LE COMMERCE AU TOGO : FAUT IL UN MINI OMC ?

par Kouma Laurent Dekalikan

Depuis bientôt 05 ans, de nombreux produits allant des tissus pagnes, des habits en passant par les montres les bracelets, les jouets, les gadgets, l’électroménager, les téléphones portables jusqu’aux motos (Dubaï), ont envahi le marché togolais.
Une véritable bataille non déclarée s’est alors engagée entre les nouveaux importateurs principalement les chinois et les traditionnels Nana Benz pour les tissus pagnes, les béninois pour les motos mate 50 (usagers) et autres nigérians et togolais ayant le quasi monopôle de l’importation des produits de première nécessité.
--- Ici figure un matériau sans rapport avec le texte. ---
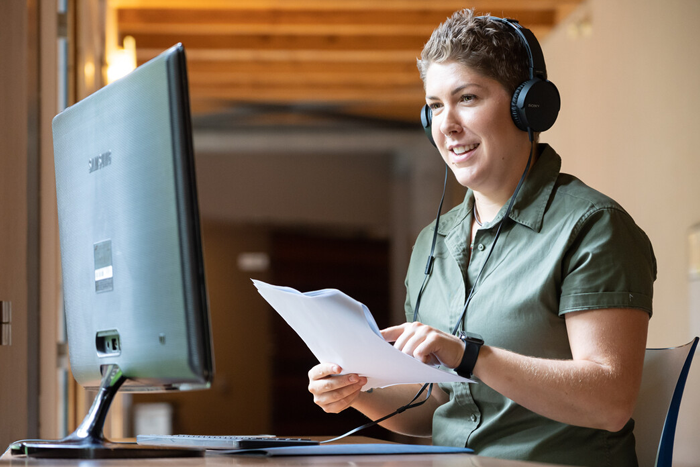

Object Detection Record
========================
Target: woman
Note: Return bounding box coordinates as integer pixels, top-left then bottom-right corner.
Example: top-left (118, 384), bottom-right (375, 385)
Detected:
top-left (309, 10), bottom-right (656, 466)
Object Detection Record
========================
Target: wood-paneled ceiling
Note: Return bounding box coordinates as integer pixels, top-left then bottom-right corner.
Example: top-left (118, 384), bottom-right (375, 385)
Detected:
top-left (109, 0), bottom-right (582, 128)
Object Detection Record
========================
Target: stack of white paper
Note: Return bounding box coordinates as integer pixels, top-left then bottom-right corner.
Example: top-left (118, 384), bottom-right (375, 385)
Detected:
top-left (253, 280), bottom-right (473, 391)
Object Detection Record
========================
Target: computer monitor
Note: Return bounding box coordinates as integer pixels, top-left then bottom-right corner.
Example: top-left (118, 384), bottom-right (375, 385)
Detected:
top-left (18, 44), bottom-right (214, 458)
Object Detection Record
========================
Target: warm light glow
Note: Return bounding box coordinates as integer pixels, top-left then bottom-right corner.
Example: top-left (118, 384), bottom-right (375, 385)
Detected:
top-left (107, 36), bottom-right (136, 83)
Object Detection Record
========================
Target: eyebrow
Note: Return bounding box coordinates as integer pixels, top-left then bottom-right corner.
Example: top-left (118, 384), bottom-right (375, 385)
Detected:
top-left (425, 83), bottom-right (484, 100)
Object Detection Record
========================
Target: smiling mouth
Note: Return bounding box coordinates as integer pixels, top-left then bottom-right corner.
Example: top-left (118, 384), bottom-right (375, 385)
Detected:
top-left (451, 143), bottom-right (480, 156)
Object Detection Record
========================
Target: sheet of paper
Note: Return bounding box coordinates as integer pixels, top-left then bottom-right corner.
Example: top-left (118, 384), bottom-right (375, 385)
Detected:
top-left (253, 279), bottom-right (473, 391)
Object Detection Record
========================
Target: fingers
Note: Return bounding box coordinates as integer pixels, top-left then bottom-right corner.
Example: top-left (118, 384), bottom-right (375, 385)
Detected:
top-left (309, 363), bottom-right (367, 413)
top-left (382, 322), bottom-right (464, 368)
top-left (309, 363), bottom-right (341, 381)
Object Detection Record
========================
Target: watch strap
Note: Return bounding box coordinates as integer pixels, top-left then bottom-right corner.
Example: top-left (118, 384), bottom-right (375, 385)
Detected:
top-left (455, 332), bottom-right (484, 378)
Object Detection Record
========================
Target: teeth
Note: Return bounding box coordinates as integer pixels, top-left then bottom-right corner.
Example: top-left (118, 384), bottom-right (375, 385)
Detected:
top-left (452, 143), bottom-right (479, 154)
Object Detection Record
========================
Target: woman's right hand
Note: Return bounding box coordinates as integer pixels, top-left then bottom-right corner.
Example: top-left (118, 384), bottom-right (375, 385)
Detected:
top-left (309, 363), bottom-right (367, 413)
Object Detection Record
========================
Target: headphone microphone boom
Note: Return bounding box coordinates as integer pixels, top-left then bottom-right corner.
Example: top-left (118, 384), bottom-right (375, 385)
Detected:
top-left (420, 16), bottom-right (561, 147)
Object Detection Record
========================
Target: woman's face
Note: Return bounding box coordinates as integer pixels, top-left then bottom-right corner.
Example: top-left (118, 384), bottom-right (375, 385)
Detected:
top-left (425, 62), bottom-right (530, 199)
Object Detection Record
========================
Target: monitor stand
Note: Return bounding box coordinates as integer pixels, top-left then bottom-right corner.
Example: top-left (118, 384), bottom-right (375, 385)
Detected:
top-left (10, 365), bottom-right (204, 459)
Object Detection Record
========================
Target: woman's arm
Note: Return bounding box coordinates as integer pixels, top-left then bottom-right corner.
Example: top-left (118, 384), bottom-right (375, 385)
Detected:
top-left (309, 363), bottom-right (448, 437)
top-left (382, 308), bottom-right (649, 431)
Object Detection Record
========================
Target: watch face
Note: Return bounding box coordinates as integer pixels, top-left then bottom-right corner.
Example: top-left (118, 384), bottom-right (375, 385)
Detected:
top-left (459, 331), bottom-right (484, 345)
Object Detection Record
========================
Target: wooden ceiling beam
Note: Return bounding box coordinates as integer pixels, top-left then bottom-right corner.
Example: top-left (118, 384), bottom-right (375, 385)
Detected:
top-left (110, 0), bottom-right (581, 14)
top-left (132, 33), bottom-right (428, 53)
top-left (136, 48), bottom-right (420, 65)
top-left (117, 7), bottom-right (564, 29)
top-left (180, 59), bottom-right (418, 75)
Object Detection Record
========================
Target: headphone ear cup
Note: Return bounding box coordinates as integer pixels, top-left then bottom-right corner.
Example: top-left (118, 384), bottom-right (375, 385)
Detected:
top-left (420, 104), bottom-right (437, 148)
top-left (510, 78), bottom-right (561, 132)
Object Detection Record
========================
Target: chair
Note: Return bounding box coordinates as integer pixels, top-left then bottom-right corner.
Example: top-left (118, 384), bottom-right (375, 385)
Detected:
top-left (632, 337), bottom-right (698, 467)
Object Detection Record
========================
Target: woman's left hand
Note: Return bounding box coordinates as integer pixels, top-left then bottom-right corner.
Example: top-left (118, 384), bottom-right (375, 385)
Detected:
top-left (381, 322), bottom-right (464, 368)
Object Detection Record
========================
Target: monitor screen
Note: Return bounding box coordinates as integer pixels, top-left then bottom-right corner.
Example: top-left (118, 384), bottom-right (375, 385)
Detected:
top-left (53, 44), bottom-right (214, 391)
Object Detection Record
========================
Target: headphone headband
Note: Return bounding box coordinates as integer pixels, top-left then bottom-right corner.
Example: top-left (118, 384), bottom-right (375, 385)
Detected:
top-left (421, 16), bottom-right (561, 146)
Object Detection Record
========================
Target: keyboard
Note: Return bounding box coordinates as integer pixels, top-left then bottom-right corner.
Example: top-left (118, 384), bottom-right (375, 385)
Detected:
top-left (136, 435), bottom-right (319, 449)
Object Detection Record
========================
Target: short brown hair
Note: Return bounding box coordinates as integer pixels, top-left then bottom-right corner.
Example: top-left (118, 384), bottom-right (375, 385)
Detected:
top-left (417, 9), bottom-right (530, 94)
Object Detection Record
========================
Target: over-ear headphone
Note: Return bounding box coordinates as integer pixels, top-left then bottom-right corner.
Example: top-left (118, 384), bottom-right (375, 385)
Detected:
top-left (421, 16), bottom-right (561, 147)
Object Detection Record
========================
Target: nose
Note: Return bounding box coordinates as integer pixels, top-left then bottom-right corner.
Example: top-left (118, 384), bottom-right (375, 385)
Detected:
top-left (440, 106), bottom-right (462, 138)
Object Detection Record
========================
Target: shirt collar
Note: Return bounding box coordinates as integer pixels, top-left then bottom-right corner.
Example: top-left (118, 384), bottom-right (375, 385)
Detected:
top-left (438, 144), bottom-right (561, 235)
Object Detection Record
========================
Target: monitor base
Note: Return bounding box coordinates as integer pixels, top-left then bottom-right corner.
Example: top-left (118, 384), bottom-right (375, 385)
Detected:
top-left (10, 365), bottom-right (204, 459)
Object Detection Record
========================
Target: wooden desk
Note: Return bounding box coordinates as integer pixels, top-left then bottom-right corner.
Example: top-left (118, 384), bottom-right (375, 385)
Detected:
top-left (0, 436), bottom-right (564, 467)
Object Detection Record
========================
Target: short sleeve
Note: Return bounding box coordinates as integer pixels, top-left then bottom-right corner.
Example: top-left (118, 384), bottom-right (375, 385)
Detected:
top-left (559, 207), bottom-right (656, 316)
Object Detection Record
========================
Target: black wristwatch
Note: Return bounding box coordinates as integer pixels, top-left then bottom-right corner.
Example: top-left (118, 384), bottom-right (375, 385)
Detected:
top-left (455, 331), bottom-right (484, 378)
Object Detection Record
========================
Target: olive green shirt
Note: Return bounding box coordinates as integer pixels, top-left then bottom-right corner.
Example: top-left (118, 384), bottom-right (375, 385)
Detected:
top-left (406, 145), bottom-right (656, 467)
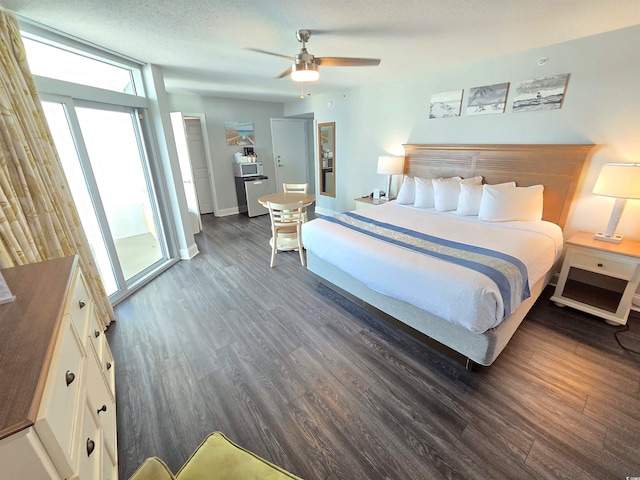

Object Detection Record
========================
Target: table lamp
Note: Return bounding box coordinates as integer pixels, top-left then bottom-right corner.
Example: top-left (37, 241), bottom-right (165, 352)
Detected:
top-left (376, 155), bottom-right (404, 200)
top-left (593, 163), bottom-right (640, 243)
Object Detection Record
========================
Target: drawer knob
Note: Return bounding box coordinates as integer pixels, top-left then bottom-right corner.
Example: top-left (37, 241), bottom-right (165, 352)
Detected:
top-left (87, 438), bottom-right (96, 457)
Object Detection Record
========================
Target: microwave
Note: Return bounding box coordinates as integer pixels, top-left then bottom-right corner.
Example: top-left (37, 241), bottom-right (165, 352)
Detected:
top-left (233, 162), bottom-right (264, 177)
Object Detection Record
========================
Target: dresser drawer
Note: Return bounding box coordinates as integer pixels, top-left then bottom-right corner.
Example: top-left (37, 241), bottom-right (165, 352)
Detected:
top-left (89, 305), bottom-right (106, 365)
top-left (102, 342), bottom-right (116, 401)
top-left (67, 270), bottom-right (93, 346)
top-left (102, 434), bottom-right (118, 480)
top-left (571, 251), bottom-right (636, 280)
top-left (73, 399), bottom-right (103, 480)
top-left (86, 348), bottom-right (116, 451)
top-left (35, 315), bottom-right (86, 476)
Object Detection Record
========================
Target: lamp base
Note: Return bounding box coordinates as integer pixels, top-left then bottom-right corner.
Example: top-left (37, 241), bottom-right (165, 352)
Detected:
top-left (593, 232), bottom-right (622, 243)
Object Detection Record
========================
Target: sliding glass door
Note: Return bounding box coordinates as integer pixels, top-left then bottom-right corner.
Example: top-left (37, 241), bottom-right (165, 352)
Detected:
top-left (43, 98), bottom-right (168, 301)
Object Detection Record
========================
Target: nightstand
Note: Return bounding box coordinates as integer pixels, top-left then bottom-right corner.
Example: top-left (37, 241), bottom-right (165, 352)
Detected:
top-left (354, 197), bottom-right (388, 210)
top-left (551, 232), bottom-right (640, 325)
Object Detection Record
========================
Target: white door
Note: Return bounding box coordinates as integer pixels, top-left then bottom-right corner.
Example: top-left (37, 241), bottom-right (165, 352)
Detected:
top-left (271, 118), bottom-right (309, 192)
top-left (171, 112), bottom-right (202, 234)
top-left (184, 117), bottom-right (213, 213)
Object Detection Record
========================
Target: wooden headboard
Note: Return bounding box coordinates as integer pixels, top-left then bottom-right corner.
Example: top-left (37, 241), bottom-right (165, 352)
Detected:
top-left (404, 144), bottom-right (595, 227)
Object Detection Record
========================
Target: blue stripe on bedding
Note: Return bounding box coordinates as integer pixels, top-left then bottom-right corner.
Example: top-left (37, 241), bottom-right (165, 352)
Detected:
top-left (325, 212), bottom-right (530, 317)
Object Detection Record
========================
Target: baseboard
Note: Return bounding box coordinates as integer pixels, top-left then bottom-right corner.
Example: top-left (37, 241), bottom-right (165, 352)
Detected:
top-left (313, 206), bottom-right (339, 217)
top-left (216, 207), bottom-right (242, 217)
top-left (180, 243), bottom-right (200, 260)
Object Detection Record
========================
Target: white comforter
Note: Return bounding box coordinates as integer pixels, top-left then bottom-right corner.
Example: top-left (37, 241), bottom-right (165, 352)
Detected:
top-left (302, 202), bottom-right (563, 333)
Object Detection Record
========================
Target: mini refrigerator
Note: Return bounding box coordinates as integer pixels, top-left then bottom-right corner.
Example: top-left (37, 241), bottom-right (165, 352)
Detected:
top-left (236, 176), bottom-right (275, 217)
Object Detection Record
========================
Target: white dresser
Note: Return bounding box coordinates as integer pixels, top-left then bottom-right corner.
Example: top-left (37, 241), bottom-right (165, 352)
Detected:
top-left (0, 257), bottom-right (118, 480)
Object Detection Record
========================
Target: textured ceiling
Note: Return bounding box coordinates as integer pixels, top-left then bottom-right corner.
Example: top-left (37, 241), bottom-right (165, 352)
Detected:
top-left (0, 0), bottom-right (640, 102)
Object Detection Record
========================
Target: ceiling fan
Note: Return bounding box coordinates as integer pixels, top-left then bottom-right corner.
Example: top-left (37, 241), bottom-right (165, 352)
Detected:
top-left (249, 29), bottom-right (380, 82)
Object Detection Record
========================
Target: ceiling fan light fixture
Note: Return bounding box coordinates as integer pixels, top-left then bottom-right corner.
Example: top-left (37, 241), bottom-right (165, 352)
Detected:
top-left (291, 62), bottom-right (320, 82)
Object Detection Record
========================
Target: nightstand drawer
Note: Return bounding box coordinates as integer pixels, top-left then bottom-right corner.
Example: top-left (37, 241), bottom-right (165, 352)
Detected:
top-left (571, 252), bottom-right (636, 280)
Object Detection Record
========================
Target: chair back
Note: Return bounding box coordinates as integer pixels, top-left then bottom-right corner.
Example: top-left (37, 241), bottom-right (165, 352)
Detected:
top-left (267, 202), bottom-right (304, 227)
top-left (282, 183), bottom-right (309, 193)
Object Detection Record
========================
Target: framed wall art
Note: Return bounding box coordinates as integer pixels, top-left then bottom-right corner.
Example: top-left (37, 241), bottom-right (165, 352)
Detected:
top-left (465, 82), bottom-right (509, 115)
top-left (429, 90), bottom-right (463, 118)
top-left (512, 73), bottom-right (569, 112)
top-left (224, 122), bottom-right (255, 145)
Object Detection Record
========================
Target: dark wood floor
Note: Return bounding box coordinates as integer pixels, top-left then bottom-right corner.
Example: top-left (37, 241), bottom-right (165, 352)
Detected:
top-left (108, 211), bottom-right (640, 480)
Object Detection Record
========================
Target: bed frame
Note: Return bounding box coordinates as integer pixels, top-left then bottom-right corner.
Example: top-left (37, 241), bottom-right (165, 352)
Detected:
top-left (307, 144), bottom-right (594, 369)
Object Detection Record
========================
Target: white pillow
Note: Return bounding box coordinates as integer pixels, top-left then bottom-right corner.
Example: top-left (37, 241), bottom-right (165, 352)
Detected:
top-left (456, 183), bottom-right (482, 215)
top-left (456, 181), bottom-right (516, 215)
top-left (396, 175), bottom-right (416, 205)
top-left (413, 177), bottom-right (433, 208)
top-left (478, 185), bottom-right (544, 222)
top-left (432, 176), bottom-right (482, 212)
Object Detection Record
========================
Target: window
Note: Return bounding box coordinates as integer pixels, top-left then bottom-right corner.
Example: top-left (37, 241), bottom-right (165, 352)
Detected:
top-left (23, 26), bottom-right (175, 303)
top-left (23, 38), bottom-right (136, 95)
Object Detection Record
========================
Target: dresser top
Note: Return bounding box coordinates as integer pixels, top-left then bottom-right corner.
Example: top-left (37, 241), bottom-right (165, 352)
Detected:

Au niveau des tissus pagnes :
L’importation de ce produit est détenu depuis bientôt 30 ans par les fameuses Nana Benz, commerçantes revendeuses de pagnes fabriqués en Hollande et appelés « wax hollandais ».
Mais aujourd’hui, leurs produits sont imités presque parfaitement, notamment au niveau des motifs, du coloriage et de l’étiquetage, massivement déversés sur le marché togolais. Ces pagnes contrefaits sont fabriqués en Chine et ce sont souvent des commerçantes togolaises en connivence avec les chinois qui disposent de licences d’importation. Le consommateur est dans l’impossibilité de faire une distinction entre le vrai wax hollandais et le faux.
Frappés par une situation socio économique qui perdure, le choix devenait plus facile à faire pour le consommateur surtout entre la qualité et le prix. Alors qu’une demi-pièce originale coûte 30.000F cfa (environ 60 $), la demi-pièce de la version falsifiée est vendue à 8.000 FCFA ( environ 16$).
Cette descente des commerçants chinois sur les marchés togolais fait le bonheur des moins nantis et les sans emploi qu’ils engagent et leur payent mieux par rapport au fonctionnaire moyen. Les femmes qui font du détail tirent leur compte en faisant de belles affaires quotidiennes.
Pour les motos, le togolais peut cette fois ci rouler à moto à moindre coût et une moto toute neuve. Les fameuses mate 50 (usagers) sont vendues à 700.000 FCFA (environ 1400$) et il faut 3 années d’économie pour le togolais fonctionnaire pour l’obtenir ; alors que les motos neuves (Dubaï) : importées par les marques ACCESS, LEOPARD, SANILI, EXCEL etc…, sont sur le marché au prix de 350.000 FCFA (environ 700$) soit la moitié du prix des vieilles mate 50, avec une garantie d’entretien de 06 mois.
Les téléphones portables de différentes marques sont vendues à des prix défiant toute concurrence, les appareils électroménagers accessibles à toutes les bourses.
Les uns se plaignent de cette ouverture du marché togolais au moment où cela fait le bonheur des autres. Où est alors l’Etat dans tout ceci ? L’association togolaise des consommateurs regarde tout cela avec bonheur. Il va sans dire que le rôle d’arbitre que doit jouer le ministère du commerce doit se faire jour ; mais doit il piétiner ses intérêts ou laisser cour au désordre économique s’instaurer ?
Faudra-t-il penser à un mini OMC pour les commerçants au Togo ? En tout cas l’intérêt économique de la Nation doit être préservé et le bien être social des populations doit faire la une des priorités du pays.
Aidez nous à résoudre ce dilemme pour la satisfaction de tous.